Under the rules set out in the Finance Bill 2006 assets in held in Interest in Possession Trusts and Accumulation and Maintenance Trusts will bear increased tax burdens unless the beneficiary is disabled or the trust ends when the beneficiary reaches 18 years of age.

A 20% tax charge may arise on assets being put into such trusts, a maximum charge of 6% will be levied on the value of assets every 10 years and there will be a further charge at a maximum of 6% when the capital is paid to the beneficiaries. This brings the taxation of certain interest in possession trusts and accumulation trusts in line with the tax treatment of discretionary trusts. The new rules will not impact on discretionary trusts or discretionary will trusts which are the number one way of saving inheritance tax on the death of the first spouse!

Lobbying by accountants and tax experts over the draconian measures included in the Budget - but not in Gordon Brown's speech - has resulted in a partial U-turn by the Chancellor, but Mrs Cutler is concerned that thousands of Midlands families will still be affected by the changes and further changes to the Finance Bill are required

"Trusts have grown in popularity because of the complex nature of modern family life and despite the Chancellor's climb down over taxing life insurance payments going into a trust, there is no excuse for retrospective legislation that will impact fundamentally on arrangements set up prior to budget day designed to protect families without a period of proper consultation and warning," she says.

"Because the new rules apply to existing trust arrangements, as well as new trusts the legislation is retrospective and I think that is the wrong way to go about what is being headlined as modernising the system."

When people remarry and raise a second family an Interest in Possession Trust is commonly set up or incorporated in wills to ensure that the surviving spouse is protected but that the assets ultimately pass to the children, while an Accumulation and Maintenance Trust is often set up by grandparents with a view to helping to support the grandchildren and possibly pay for school fees.

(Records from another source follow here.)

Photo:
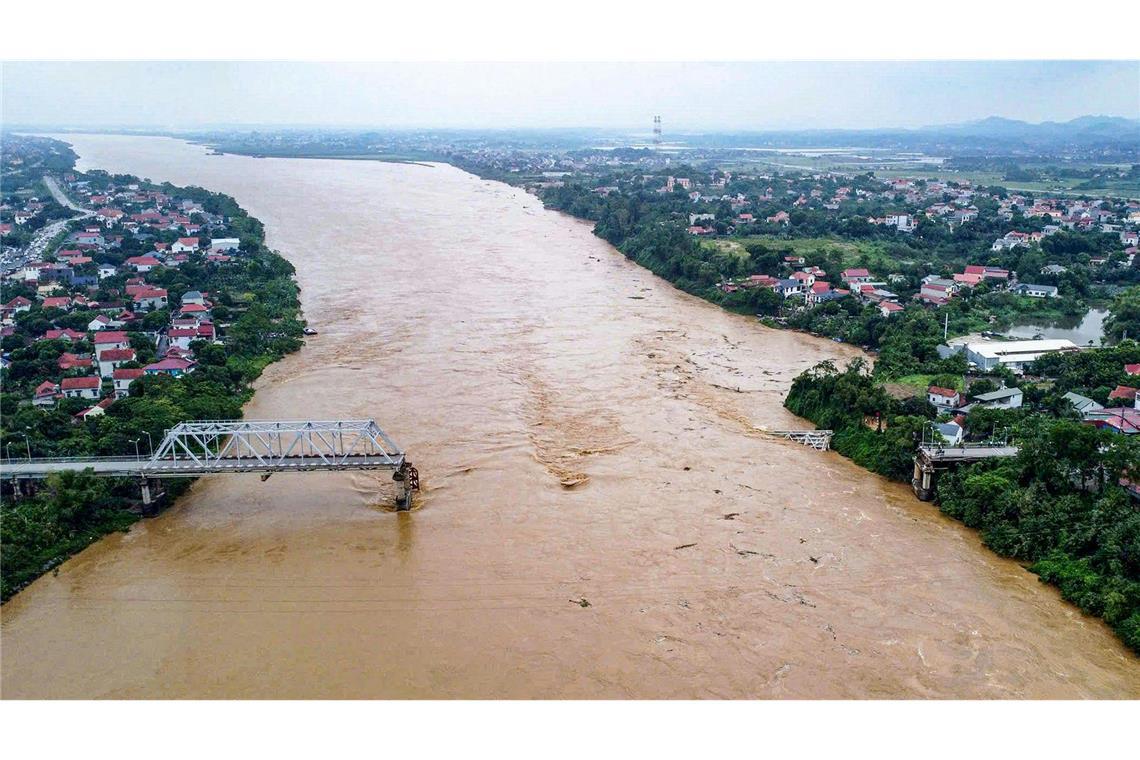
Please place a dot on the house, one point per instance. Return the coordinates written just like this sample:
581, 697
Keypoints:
1121, 419
18, 304
46, 394
81, 387
1082, 403
68, 360
110, 360
122, 378
147, 299
65, 334
1015, 354
170, 366
97, 409
1124, 393
181, 336
185, 245
194, 296
1007, 398
143, 264
106, 340
943, 398
1035, 291
888, 308
952, 433
789, 287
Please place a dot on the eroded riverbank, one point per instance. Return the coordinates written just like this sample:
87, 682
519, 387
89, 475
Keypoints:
509, 349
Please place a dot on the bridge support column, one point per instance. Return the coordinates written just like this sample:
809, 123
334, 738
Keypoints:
923, 481
152, 491
407, 480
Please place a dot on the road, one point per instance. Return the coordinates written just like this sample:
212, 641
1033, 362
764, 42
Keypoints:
39, 244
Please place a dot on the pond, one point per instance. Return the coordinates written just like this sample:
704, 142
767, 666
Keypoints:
1081, 331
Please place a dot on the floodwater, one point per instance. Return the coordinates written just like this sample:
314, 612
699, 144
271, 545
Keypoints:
510, 351
1083, 331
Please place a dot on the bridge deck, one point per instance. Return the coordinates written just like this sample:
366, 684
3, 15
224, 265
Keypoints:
966, 452
123, 467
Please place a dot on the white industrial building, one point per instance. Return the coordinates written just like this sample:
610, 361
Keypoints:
1015, 354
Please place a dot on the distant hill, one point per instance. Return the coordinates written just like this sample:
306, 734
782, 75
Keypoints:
1114, 135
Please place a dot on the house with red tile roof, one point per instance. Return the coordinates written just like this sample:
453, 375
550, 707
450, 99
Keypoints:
171, 366
123, 377
185, 244
110, 359
46, 394
143, 264
944, 398
81, 387
112, 340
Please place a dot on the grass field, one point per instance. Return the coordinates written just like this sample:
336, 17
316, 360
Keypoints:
851, 251
897, 169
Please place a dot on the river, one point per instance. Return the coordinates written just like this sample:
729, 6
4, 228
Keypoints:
510, 351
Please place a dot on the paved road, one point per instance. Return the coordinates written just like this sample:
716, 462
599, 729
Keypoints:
37, 248
127, 466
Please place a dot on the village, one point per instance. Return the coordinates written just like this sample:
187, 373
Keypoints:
91, 316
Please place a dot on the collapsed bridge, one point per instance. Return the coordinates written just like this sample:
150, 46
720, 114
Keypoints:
243, 446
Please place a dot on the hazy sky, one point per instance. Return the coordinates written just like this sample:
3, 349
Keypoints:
687, 96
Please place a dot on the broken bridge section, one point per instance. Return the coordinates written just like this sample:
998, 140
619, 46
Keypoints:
246, 446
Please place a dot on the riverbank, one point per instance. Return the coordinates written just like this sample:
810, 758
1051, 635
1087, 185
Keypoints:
251, 292
503, 357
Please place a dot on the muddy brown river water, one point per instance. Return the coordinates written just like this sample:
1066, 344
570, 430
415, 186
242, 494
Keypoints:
510, 350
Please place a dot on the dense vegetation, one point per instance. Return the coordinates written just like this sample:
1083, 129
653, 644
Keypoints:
255, 300
1057, 506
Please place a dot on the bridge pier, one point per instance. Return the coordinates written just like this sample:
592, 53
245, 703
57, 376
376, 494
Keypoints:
407, 480
923, 481
152, 491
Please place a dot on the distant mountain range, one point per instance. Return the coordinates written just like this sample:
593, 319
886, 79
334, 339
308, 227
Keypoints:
994, 135
1113, 128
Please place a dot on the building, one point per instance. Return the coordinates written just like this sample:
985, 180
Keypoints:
110, 360
1035, 291
1014, 354
81, 387
122, 378
1007, 398
1082, 403
951, 433
943, 398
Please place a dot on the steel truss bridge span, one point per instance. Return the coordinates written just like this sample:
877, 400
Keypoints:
245, 446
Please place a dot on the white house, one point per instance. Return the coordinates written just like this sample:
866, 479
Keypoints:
1007, 398
233, 243
81, 387
1035, 291
185, 245
112, 358
943, 398
952, 433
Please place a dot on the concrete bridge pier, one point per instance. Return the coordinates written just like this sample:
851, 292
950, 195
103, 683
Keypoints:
152, 491
925, 480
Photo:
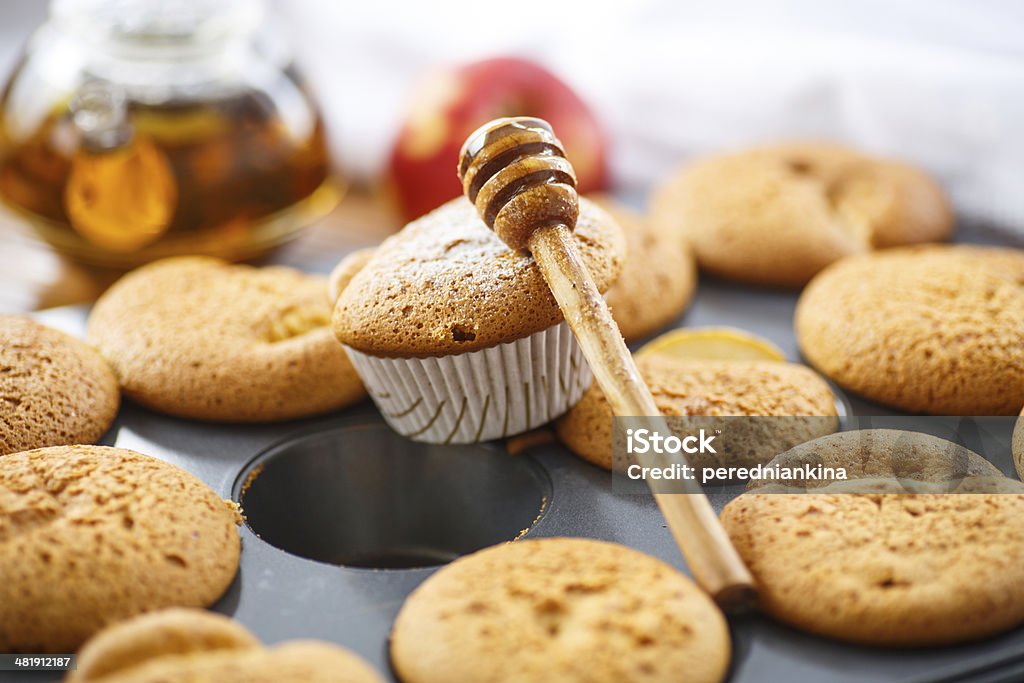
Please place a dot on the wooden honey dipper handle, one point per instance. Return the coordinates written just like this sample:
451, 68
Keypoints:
516, 174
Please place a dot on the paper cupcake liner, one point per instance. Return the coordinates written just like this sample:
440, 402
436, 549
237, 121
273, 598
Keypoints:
480, 395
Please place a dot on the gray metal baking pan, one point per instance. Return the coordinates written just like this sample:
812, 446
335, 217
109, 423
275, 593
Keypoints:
344, 488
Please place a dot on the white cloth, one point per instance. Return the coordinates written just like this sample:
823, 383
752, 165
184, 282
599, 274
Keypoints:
939, 83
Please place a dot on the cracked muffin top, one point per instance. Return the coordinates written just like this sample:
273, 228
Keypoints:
448, 285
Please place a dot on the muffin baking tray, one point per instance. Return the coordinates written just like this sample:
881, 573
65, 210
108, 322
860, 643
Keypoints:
352, 517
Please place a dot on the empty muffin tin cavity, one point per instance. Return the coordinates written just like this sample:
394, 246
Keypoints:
361, 496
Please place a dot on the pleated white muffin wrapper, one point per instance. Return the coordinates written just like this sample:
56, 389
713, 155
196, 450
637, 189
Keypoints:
479, 395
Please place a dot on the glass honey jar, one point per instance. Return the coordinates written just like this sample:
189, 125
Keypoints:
136, 129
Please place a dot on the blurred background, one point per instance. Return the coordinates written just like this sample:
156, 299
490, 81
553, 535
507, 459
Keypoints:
348, 114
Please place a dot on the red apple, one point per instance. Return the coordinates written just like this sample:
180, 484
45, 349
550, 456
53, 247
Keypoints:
452, 103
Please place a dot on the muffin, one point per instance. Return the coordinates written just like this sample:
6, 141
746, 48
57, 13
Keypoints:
889, 557
777, 215
54, 389
93, 535
197, 337
181, 645
794, 403
565, 609
657, 280
934, 329
457, 337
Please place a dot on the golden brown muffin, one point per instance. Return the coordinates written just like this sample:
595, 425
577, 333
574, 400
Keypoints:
893, 455
1018, 446
657, 280
190, 645
54, 389
446, 285
717, 388
92, 535
559, 609
200, 338
934, 329
890, 569
777, 215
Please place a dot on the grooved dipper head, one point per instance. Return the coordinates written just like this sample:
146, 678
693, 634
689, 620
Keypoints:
515, 173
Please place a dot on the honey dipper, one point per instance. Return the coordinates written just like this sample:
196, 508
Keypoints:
515, 173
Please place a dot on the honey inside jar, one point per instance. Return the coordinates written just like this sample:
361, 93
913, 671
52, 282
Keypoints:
119, 169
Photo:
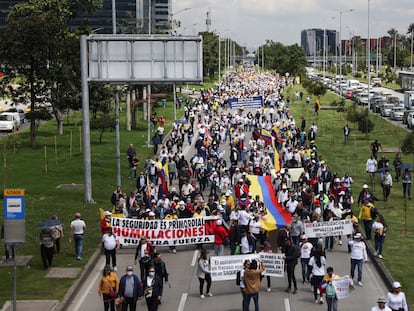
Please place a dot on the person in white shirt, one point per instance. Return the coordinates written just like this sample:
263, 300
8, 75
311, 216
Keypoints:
305, 251
396, 300
358, 256
110, 243
381, 305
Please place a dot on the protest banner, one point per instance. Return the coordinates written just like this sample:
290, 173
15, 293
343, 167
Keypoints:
342, 287
328, 228
164, 232
225, 268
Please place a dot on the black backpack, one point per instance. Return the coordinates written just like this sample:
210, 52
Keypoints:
238, 277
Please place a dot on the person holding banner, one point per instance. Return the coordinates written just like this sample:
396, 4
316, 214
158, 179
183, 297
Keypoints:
203, 273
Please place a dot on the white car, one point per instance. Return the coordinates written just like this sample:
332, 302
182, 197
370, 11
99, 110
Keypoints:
9, 121
397, 113
410, 120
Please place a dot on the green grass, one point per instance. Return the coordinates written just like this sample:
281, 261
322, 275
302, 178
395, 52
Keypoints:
26, 168
351, 158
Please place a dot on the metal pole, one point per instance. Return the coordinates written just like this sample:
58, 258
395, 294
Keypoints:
149, 115
369, 59
219, 59
117, 134
14, 278
85, 122
175, 101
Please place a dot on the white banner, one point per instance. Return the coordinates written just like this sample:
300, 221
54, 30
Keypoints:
342, 287
164, 232
328, 228
224, 268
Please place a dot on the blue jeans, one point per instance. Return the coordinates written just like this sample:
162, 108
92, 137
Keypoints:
78, 244
379, 241
354, 263
255, 299
304, 263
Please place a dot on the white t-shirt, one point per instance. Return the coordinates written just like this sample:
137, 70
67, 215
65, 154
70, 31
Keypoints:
109, 241
305, 250
319, 271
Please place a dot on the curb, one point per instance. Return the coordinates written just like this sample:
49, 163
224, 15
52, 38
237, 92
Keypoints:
74, 289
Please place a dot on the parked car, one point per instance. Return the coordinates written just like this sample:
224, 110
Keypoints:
19, 111
386, 109
9, 121
376, 82
397, 113
410, 120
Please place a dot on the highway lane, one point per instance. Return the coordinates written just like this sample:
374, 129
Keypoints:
183, 293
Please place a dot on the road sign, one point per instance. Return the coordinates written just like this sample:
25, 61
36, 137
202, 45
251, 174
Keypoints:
13, 204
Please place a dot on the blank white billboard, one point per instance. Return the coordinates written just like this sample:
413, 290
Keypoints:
143, 59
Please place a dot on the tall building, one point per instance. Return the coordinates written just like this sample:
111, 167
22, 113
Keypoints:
312, 41
130, 15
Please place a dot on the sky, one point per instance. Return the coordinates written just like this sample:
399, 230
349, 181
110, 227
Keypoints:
251, 22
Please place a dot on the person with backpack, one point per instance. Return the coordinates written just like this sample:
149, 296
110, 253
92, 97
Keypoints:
330, 291
292, 253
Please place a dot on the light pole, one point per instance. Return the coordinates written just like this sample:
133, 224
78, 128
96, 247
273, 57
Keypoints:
172, 21
340, 47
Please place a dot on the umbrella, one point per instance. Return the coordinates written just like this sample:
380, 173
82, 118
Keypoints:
49, 223
405, 166
382, 170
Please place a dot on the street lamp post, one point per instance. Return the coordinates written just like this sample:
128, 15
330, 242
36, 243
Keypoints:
340, 48
171, 18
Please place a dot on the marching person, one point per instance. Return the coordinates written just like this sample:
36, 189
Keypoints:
396, 300
130, 290
203, 273
108, 288
110, 244
77, 230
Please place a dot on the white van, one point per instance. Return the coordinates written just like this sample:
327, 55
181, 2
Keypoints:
353, 84
9, 121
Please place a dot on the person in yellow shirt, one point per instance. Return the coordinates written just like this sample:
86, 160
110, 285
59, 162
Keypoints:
365, 213
108, 288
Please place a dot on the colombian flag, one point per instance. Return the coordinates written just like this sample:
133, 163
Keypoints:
277, 217
266, 136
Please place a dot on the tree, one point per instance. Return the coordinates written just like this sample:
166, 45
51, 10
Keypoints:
38, 52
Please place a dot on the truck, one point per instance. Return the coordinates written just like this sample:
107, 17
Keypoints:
409, 100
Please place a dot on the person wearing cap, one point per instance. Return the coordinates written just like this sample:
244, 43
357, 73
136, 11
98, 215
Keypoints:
396, 299
144, 253
106, 222
221, 238
108, 288
367, 213
203, 274
358, 256
77, 230
381, 305
130, 289
110, 244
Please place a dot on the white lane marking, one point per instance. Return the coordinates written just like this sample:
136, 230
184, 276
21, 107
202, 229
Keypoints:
194, 258
182, 302
287, 305
87, 290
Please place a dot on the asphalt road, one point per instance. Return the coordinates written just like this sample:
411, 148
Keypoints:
182, 294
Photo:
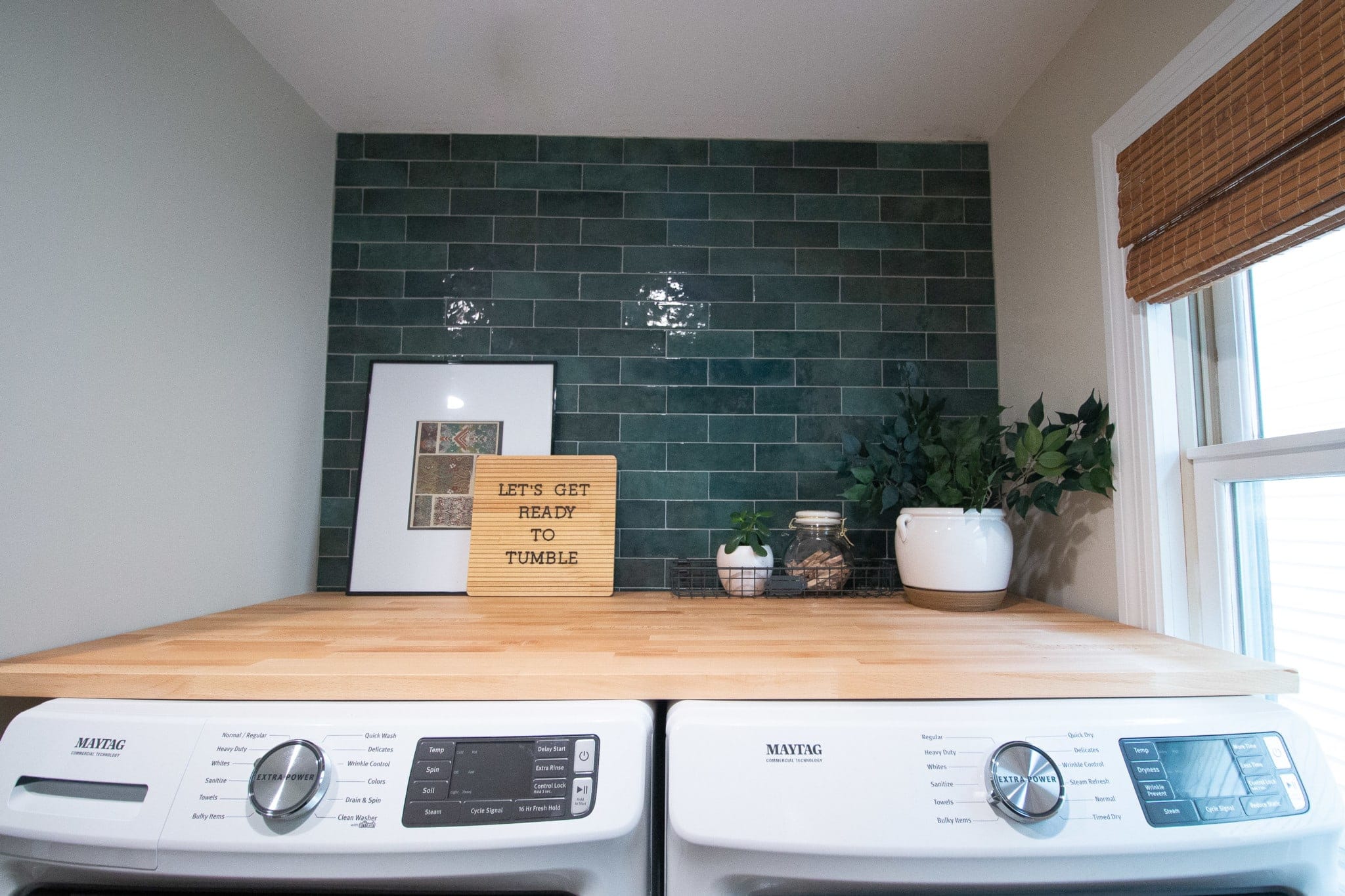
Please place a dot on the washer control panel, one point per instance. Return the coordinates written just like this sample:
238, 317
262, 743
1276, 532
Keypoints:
481, 781
1214, 779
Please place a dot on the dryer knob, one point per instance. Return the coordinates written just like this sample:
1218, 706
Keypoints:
1024, 782
290, 781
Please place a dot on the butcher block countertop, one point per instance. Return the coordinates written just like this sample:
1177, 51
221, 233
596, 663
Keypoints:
634, 645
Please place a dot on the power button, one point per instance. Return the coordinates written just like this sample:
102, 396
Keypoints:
585, 754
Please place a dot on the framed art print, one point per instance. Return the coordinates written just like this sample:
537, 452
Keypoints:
426, 426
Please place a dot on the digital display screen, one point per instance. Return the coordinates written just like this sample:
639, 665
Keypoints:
1201, 769
498, 770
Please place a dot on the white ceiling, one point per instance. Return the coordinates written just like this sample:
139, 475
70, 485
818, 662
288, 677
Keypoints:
767, 69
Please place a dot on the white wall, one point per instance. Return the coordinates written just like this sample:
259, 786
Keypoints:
164, 234
1048, 270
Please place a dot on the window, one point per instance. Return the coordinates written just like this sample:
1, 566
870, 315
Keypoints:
1261, 359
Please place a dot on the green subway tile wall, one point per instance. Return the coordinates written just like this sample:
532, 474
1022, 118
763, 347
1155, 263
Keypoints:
720, 310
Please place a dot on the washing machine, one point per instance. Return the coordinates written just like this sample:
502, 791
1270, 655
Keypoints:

In addition, everyone who has included trusts in their Wills, other than Nil Rate Band Discretionary Trusts, will have to go to the effort and expense of reviewing the small print in order to ascertain whether alterations are required to prevent large tax charges arising.

Mrs Cutler, who is a member of Society of Trust and Estate Practitioners, says that changing a trust is not always possible and may not be easy. It will be the responsibility of the trustees, not the person who set up the trust, to decide whether the terms of the trust should be changed and this may require leave of the Court.

"We are still examining the details of the Finance Bill but I would advise people to look at their wills immediately to see whether a tax charge will now arise on death and to take prompt action if this is the case. It may also be necessary to amend Wills again when the details of the new legislation are finalised," says Mrs Cutler.

"When the new rules are clear we can advise individuals as to the best course of action based on their particular financial planning needs and family circumstances."